В минувшие недели по Отерхейну поползли тревожные слухи. Шепотом и с оглядкой передавались из уст в уста, лишая покоя и кхана, и его приближенных. В народе поговаривали, будто то там, то здесь видели Аданэя. Якобы он собирает сторонников, чтобы отвоевать престол. При допросах, впрочем, выяснялось, что видели его лишь таинственные знакомые знакомых, причем то на одной окраине Отерхейна, то на другой, а то и вовсе в Антурине с Урбиэном.
Все говорило о том, что слухи ложные, и кто-то намеренно их сеял. Элимер достаточно знал брата и понимал: если бы тот и впрямь выжил каким-то чудом и находился здесь, то не выдал бы себя раньше времени. Да и Таркхин по-прежнему утверждал, что брат мертв.
Молва же все не стихала, напротив, множилась, переносилась из одного уголка страны в другой. Началось брожение и среди благородного сословия: некоторые из потомственных вельмож были недовольны кханом. Элимер знал почему: он запретил владельцам имений и замков держать крупные гарнизоны и строить себе новые крепости, зато повысил для них налоги и повелел отправлять в войско больше людей. Некоторых сместил с государственных постов. В то же время возвышал и приближал к себе знаменитых воинов, шаг за шагом создавая новую знать. Вельможи, конечно, догадывались, к чему это ведет — к утрате влияния.

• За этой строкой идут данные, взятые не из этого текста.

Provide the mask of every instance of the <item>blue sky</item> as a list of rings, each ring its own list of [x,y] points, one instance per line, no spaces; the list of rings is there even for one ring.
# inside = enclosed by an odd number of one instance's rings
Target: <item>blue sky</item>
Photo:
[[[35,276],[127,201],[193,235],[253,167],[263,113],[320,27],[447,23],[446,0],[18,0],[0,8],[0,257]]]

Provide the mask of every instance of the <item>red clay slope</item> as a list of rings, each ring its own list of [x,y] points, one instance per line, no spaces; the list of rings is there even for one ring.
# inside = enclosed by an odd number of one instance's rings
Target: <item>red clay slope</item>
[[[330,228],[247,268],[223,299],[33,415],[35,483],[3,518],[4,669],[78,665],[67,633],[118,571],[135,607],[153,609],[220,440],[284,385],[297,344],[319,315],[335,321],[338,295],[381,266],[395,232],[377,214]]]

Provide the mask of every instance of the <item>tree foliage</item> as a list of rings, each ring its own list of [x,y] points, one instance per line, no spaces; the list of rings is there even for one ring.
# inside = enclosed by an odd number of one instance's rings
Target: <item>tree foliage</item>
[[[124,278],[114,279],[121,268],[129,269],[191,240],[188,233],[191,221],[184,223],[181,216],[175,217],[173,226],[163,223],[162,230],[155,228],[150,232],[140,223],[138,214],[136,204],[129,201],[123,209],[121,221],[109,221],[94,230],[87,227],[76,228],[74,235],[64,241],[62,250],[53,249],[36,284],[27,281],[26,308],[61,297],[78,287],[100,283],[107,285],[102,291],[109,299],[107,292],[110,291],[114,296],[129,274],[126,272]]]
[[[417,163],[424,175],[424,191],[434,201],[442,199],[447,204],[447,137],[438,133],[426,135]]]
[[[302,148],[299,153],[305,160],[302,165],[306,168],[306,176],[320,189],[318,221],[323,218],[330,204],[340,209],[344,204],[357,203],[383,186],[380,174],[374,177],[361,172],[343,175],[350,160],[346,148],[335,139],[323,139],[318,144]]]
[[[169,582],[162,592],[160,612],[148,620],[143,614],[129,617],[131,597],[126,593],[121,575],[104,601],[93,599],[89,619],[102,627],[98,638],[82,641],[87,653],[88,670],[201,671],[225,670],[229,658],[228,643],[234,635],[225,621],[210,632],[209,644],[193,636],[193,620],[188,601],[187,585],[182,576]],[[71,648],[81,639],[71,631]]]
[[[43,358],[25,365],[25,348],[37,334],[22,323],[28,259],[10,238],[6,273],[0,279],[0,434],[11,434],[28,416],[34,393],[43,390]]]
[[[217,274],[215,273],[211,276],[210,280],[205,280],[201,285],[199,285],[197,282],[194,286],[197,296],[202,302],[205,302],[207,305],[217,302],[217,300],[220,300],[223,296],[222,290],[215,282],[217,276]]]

Неудивительно, что хотели заменить одного правителя другим.
Зато воины были довольны. Благодаря этому кхан мог подавить не только местечковые волнения, но и крупные мятежи. На этот раз, правда, не торопился посылать к недовольным карательные отряды. Во-первых, люди пока не осмеливались роптать в открытую, во-вторых, он хотел сначала найти источник слухов. Серые сбились с ног, отыскивая разносчиков заразы, но пока безуспешно.
Тем временем молва принесла первые неприятности: из-за нее ранили Видальда. Это случилось в один из трех дней в году, когда подданные могли напрямую обратиться к правителю и задать любой вопрос почти с глазу на глаз: в тронной зале рядом с кханом находился только телохранитель, ну и двое стражников стояли в дверях. Попасть на прием было сложно, и пышным цветом расцвели бы взятки за пропуск вне очереди, если бы не грозившая за них казнь.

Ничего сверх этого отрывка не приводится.